The Obscurer

Bin Round

When people moan about their council tax, the usual complaint goes something like “£1000 a year for emptying my fucking bins”, as if that is the only function the local authorities perform. Expect more of these comments with the annual warning that council tax is expected to rise sharply next year.

But I feel sorry for councils (and incidentally, no, I don’t work for one). They have to take responsibility for doing numerous jobs that need to be done, even though some people would rather they were not done at all (and which they certainly don’t want to pay for). That is a fairly thankless task. Take social services; many resent paying council tax for a service that sticks its nannying nose into other peoples’ business, and which helps people who can’t be bothered to help themselves. Why should the state assist authors of their own destruction such as gym-slip mums and their many squealing offspring when we don’t receive (or need) such help? If social services must exist then let it be a shoestring, skeleton sort of organisation, receiving just the minimum funding from local authority revenue. But then we hear of a horror story, such as the case of Victoria Climbie, and we suddenly expect social services to do anything and everything, to have limitless resources and to spare no effort in saving an innocent and deserving life.

And it seems to be getting worse. Every bright idea that central government comes up with appears to involve the local council doing the actual running of the scheme, and all without any extra funding. While power and decision making get more centralised, the responsibility for enacting these decisions is dumped at the door of local government. And so it goes on. Are the police too busy to respond to calls regarding noise nuisance? Well, rather than increase police resources let’s just move responsibility for envirionmental health onto the council. These new licensing laws could mean a lot of extra work for the magistrates’ courts to deal with; why not shift the duty onto the town hall mandarins? The examples are so numerous that I can’t remember them all now; phrases like “new legislation means that responsibility for enforcement now lies with the local authority” are issued so often that I barely notice.
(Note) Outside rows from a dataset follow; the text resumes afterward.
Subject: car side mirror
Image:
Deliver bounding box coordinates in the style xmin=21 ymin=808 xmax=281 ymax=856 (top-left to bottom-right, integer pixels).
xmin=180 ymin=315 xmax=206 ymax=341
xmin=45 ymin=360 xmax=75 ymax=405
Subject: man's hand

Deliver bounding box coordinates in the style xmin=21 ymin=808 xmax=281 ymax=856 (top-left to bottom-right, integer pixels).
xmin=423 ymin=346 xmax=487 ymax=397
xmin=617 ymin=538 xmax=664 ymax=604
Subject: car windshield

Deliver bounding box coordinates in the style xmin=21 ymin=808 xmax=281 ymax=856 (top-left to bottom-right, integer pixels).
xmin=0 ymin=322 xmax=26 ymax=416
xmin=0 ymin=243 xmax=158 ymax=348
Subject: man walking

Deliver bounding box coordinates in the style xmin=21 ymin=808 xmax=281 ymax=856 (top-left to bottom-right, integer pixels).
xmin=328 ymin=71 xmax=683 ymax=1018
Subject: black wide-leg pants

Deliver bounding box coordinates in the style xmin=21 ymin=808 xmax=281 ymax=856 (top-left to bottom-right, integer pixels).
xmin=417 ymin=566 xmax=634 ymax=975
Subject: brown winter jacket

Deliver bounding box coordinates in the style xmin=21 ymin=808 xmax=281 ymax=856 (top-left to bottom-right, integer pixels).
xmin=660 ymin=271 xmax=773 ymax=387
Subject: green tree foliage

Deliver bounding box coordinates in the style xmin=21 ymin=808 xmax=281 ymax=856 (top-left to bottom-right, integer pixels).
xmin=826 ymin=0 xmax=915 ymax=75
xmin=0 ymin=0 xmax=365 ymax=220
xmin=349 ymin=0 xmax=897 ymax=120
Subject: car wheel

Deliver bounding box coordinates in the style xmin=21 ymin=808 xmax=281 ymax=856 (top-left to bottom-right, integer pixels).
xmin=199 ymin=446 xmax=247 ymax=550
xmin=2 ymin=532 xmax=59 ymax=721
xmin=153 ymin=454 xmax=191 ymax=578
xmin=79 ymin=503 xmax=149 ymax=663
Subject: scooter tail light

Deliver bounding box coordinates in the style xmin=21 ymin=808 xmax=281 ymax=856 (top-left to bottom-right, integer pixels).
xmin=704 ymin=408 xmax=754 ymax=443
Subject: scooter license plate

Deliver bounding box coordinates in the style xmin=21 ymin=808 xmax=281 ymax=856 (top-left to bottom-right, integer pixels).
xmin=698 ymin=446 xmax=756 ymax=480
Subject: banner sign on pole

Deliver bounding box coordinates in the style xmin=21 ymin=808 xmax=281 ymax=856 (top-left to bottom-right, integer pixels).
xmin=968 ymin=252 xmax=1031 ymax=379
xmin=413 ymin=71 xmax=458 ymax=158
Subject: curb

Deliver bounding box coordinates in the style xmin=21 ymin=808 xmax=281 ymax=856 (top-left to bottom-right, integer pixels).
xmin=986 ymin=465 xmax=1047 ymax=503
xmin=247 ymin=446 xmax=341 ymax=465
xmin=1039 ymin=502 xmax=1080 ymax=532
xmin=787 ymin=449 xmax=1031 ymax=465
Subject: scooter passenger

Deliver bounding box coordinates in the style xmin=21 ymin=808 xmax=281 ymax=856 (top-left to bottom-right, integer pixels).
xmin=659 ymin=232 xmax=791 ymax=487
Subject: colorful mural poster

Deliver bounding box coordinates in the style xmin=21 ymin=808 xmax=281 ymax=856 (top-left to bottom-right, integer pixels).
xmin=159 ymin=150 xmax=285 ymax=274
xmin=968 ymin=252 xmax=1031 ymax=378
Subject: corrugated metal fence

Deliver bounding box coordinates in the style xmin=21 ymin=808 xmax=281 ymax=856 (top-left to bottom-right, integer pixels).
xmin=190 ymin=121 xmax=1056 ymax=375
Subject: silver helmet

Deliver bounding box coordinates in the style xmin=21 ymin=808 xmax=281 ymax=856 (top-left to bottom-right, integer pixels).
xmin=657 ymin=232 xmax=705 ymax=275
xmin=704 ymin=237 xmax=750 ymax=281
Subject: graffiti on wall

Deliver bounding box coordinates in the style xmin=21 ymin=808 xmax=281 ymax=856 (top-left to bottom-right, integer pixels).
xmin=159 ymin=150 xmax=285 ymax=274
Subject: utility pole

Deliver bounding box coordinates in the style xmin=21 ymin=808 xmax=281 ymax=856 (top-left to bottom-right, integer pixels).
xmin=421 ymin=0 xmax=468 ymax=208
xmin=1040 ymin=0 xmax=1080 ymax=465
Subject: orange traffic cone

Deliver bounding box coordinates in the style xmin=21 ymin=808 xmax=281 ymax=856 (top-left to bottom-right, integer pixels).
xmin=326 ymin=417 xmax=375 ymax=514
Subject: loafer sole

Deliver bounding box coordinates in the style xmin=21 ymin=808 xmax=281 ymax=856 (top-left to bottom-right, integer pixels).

Our council tax is paying for a lot more than just our bins being emptied, and it is having to pay for still more with each new central government decree; ironic, then, that increasingly the local council itself is being used as the dustbin for the country, taking on all the roles that no one else can be bothered with anymore.

Gone Again

So, before we really got reacquainted, David Blunkett has had to resign again. I can’t say I have been following the to-ings and fro-ings of this one very closely, so I can’t offer an opinion on whether his going is justified; although it is probably common sense. The media had clearly scented blood and just weren’t going to let it lie, and I had the feeling that there would be a drip-drip of further stories being released, either real or imagined, until he finally went. Better to spare us all and just go early.

But why did I assume there would be further revelations in the press? Why didn’t I just think that what has been revealed so far would be the end of it, and that having ridden the storm Blunkett would be allowed to continue in his job?

Perhaps because whenever the media do scent blood it always seems that more and more stories do come out until the situation is resolved in the inevitable way. Has there ever been a case where the press have got themselves into a feeding frenzy over a politician, continually featured him or her on their front pages, detailed further twists and turns in the tale, only for the story itself to blow itself out without a sacking or resignation?

I can’t think of one. There always seems an endless stream of scandals once a politician’s credit has been used up and the press decide to bring someone down; which makes you wonder what the other politicians are up to, the ones the media choose not to write about…until perhaps they feel it is worth their while.